The final models, including a 100B-parameter version called LLaDA2.0-flash, show strong performance on reasoning, coding, and general knowledge benchmarks. It also shows a significant boost in inference speed, generating many more tokens per second than comparable auto-regressive models.

Closing the Train-Test Gap in World Models for Gradient-Based Planning

Parthasarathy et al. [Columbia University, New York University]

♥ 1.3k   LLM 

Gradient-based planning world models can be used for intelligent robot control, but in practice, its performance has often fallen short of slower, search-based alternatives. This is because of train-test mismatch: these models learn to predict the next state from expert demonstrations, but are later used to optimize sequences of actions, which often leads them into unfamiliar and unreliable territory.

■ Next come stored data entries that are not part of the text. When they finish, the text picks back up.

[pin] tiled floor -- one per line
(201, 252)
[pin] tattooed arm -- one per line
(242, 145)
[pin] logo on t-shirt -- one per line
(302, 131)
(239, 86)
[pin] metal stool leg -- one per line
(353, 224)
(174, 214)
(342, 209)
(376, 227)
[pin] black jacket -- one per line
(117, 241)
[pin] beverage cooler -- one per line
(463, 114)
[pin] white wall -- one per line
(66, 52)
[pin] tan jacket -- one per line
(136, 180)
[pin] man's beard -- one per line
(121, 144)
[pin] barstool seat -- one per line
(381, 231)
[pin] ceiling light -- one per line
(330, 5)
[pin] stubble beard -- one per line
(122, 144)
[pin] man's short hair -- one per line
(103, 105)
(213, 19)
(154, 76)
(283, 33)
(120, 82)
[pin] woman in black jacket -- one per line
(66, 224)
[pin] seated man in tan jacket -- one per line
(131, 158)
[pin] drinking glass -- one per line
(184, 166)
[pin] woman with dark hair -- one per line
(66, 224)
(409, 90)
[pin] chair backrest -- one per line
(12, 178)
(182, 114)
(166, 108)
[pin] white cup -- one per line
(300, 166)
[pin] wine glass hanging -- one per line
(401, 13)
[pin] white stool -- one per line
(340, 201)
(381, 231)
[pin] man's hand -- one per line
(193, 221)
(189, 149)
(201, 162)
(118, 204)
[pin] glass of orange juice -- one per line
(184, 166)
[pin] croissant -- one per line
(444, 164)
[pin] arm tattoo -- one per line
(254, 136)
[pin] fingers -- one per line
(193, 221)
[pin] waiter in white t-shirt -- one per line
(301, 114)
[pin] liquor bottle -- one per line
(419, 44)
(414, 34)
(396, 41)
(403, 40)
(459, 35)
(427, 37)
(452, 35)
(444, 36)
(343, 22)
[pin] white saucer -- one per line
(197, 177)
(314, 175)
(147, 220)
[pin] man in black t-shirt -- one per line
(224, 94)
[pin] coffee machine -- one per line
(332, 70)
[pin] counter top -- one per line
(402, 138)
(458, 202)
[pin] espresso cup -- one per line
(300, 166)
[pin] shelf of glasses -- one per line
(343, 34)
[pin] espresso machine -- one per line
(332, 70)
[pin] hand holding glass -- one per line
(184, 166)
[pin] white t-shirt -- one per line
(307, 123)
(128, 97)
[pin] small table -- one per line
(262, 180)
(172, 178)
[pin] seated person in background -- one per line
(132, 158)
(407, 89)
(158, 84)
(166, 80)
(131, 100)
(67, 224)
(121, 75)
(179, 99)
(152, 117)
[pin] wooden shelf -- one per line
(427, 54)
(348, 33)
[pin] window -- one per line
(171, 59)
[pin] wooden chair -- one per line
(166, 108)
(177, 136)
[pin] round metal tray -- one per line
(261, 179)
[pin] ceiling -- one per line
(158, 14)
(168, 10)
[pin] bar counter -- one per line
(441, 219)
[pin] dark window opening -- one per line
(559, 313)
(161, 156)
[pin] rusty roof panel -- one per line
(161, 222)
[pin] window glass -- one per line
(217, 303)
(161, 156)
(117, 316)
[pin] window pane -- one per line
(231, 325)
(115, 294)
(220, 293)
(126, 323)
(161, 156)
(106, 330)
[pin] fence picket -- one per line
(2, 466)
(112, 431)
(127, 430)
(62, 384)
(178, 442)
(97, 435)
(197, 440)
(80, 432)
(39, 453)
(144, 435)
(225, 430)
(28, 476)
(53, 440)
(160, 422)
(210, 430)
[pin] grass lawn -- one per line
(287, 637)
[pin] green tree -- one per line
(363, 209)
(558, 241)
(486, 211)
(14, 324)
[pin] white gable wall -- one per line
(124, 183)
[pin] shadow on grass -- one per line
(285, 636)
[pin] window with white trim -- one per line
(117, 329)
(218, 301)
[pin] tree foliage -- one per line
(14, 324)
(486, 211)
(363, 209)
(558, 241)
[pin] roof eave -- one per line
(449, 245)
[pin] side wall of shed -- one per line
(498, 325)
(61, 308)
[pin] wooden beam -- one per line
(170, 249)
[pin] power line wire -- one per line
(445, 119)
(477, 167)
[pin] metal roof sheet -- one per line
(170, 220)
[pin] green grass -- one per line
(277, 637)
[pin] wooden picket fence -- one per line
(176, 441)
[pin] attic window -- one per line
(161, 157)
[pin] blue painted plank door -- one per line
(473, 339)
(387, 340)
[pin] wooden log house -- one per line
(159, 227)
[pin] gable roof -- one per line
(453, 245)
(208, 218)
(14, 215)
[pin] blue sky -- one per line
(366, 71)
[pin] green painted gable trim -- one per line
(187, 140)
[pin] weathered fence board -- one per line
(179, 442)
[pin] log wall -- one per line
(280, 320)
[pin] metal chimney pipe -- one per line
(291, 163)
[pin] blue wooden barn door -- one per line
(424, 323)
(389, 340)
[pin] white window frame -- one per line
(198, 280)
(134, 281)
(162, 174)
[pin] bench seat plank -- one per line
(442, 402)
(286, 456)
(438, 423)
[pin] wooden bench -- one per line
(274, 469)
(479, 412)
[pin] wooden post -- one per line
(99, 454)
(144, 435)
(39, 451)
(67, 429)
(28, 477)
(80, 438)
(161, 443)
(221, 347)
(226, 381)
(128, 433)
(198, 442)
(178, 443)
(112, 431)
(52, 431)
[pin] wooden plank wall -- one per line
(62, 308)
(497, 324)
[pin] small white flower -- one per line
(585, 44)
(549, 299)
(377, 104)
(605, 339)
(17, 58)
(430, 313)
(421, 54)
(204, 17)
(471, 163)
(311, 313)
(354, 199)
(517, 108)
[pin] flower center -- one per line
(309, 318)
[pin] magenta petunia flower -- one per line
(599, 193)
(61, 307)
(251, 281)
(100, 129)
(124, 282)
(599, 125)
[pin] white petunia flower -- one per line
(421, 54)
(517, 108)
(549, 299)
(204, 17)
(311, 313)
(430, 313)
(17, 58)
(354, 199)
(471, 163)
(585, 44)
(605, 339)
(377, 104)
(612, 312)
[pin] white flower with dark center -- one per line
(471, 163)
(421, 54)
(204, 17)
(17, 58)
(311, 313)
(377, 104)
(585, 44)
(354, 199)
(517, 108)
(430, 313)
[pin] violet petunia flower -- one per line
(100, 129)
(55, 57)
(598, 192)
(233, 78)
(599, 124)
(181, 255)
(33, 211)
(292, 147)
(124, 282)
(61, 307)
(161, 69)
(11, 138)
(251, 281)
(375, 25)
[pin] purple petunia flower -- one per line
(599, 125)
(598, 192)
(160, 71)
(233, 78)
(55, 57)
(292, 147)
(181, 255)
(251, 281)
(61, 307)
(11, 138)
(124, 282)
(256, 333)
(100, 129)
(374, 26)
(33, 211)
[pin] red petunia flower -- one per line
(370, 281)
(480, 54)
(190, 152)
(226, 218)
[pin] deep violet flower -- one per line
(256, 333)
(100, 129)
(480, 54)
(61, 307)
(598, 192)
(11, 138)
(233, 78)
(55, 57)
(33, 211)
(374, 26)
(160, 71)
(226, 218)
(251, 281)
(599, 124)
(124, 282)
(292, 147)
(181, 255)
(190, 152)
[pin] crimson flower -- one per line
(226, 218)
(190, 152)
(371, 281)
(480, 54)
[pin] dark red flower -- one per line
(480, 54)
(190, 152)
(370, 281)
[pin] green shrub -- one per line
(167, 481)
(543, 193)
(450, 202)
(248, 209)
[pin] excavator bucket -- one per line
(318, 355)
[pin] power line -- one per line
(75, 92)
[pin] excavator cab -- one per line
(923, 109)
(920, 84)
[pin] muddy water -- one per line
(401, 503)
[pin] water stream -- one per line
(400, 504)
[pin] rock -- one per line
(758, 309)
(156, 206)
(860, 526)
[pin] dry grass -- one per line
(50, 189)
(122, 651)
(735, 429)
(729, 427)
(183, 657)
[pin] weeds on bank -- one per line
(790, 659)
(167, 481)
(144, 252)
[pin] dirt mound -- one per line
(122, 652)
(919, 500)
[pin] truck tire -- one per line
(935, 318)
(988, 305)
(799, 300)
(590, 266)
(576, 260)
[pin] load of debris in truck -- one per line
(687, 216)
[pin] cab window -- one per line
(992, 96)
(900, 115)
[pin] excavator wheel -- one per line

Overview of our two proposed methods.

To bridge this gap, the researchers developed two clever fine-tuning methods. Online World Modeling tackles the problem of the model venturing into unknown states during planning. It works by using a simulator to correct the trajectories that gradient-based planning produces, and then training the model on these new, corrected paths.

This teaches the model to be accurate even for the non-expert actions it will encounter during optimization. Separately, Adversarial World Modeling focuses on smoothing the optimization landscape itself. It trains the model on deliberately perturbed versions of expert data, making the model more robust and creating a loss surface that is easier for gradient descent to navigate.

These techniques significantly close the train-test performance gap. In tests on object manipulation and navigation tasks, gradient-based planning with an adversarially fine-tuned model matched or exceeded the success rates of the powerful but computationally heavy Cross-Entropy Method (CEM) using only 10% of the computation time.